GPU code

bearbin · 06-15-2014, 06:36 AM

I'd go for option 4 also.

worktycho · 06-15-2014, 06:36 AM

I'll code up the veronoi BioGen for option 4.

xoft · 06-15-2014, 06:42 AM

The Voronoi generators will be more difficult than all the others, they aren't exactly suited for value-array calculation.

worktycho · 06-15-2014, 06:55 AM

How about HeightGenClassic. Very simple, looped noise over the entire chunk.

xoft · 06-15-2014, 11:08 PM

Perfect candidate.

worktycho · (This post was last modified: 06-18-2014, 01:06 AM by worktycho.)

Got HeightGenClassic to run on my machine: GPU runtime - 30 microseconds, data transfer - 2 microseconds. Total execution time from en-queuing kernel to finish read back: 303 microseconds. Something tells me that we we want to use this we need to have several chunks in-flight at once.

For comparision: Still using the openCL API CPU runtime - 58 microseconds, total runtime 98 microseconds.

SO significant perfornace increases if we can deal with the latency by doing stuff asyncronsly and batching.

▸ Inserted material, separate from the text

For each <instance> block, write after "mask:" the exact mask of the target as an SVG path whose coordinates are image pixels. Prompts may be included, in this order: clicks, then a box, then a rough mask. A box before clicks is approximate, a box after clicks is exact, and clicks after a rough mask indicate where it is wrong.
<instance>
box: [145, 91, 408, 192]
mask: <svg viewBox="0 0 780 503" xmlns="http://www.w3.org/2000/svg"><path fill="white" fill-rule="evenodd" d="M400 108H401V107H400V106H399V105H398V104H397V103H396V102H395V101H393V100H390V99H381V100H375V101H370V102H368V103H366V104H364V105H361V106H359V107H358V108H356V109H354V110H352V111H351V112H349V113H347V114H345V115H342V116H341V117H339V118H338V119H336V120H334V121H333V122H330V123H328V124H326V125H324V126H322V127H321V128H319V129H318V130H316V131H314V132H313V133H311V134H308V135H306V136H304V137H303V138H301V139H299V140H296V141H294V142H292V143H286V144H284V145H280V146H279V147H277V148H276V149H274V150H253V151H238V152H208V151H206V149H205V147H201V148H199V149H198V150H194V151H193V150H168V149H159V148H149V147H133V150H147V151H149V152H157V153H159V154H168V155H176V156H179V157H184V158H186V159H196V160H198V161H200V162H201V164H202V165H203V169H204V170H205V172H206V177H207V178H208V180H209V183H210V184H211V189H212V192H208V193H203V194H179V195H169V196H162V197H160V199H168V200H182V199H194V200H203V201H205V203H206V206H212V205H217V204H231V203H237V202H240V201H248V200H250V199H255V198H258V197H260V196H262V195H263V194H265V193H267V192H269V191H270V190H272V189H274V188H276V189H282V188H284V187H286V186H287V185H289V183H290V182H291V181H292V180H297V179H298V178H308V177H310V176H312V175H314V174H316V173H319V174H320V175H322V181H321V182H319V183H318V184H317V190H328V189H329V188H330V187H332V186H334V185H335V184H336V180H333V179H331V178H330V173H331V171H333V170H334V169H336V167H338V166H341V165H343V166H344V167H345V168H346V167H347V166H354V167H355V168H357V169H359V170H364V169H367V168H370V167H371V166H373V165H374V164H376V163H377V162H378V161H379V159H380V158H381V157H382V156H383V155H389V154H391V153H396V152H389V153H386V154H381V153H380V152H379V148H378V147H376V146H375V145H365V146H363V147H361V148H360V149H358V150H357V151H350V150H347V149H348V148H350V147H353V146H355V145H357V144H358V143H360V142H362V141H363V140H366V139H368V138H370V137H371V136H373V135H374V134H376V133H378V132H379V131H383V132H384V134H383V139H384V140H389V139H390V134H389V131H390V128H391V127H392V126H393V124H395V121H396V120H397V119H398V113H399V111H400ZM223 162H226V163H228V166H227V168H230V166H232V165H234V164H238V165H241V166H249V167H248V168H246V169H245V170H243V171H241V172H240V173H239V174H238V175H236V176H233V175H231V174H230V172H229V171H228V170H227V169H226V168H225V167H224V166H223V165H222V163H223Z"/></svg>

worktycho · 06-18-2014, 01:12 AM

Codes now on the GPUcode branch.

NiLSPACE · 06-18-2014, 01:17 AM

I'm going to try it now Smile

Do I have to use some cmake magic to make it compile properly?

worktycho · (This post was last modified: 06-18-2014, 01:27 AM by worktycho.)

No, but you do need an OpenCL compatible SDK and driver. If you've got and ATI card that means a recent version of catalyst and the AMD APP SDK. You may also need to make sure the AMD OpenCL.dll is in you dll search path. CMake might ask you set the OPENCL_INCLUDE_DIR and OPENCL_LIBRARY_DIR though.

Just got total runtime down to 125 microseconds.

NiLSPACE · 06-18-2014, 01:30 AM

I got an error. It can't find "CL/cl.hpp"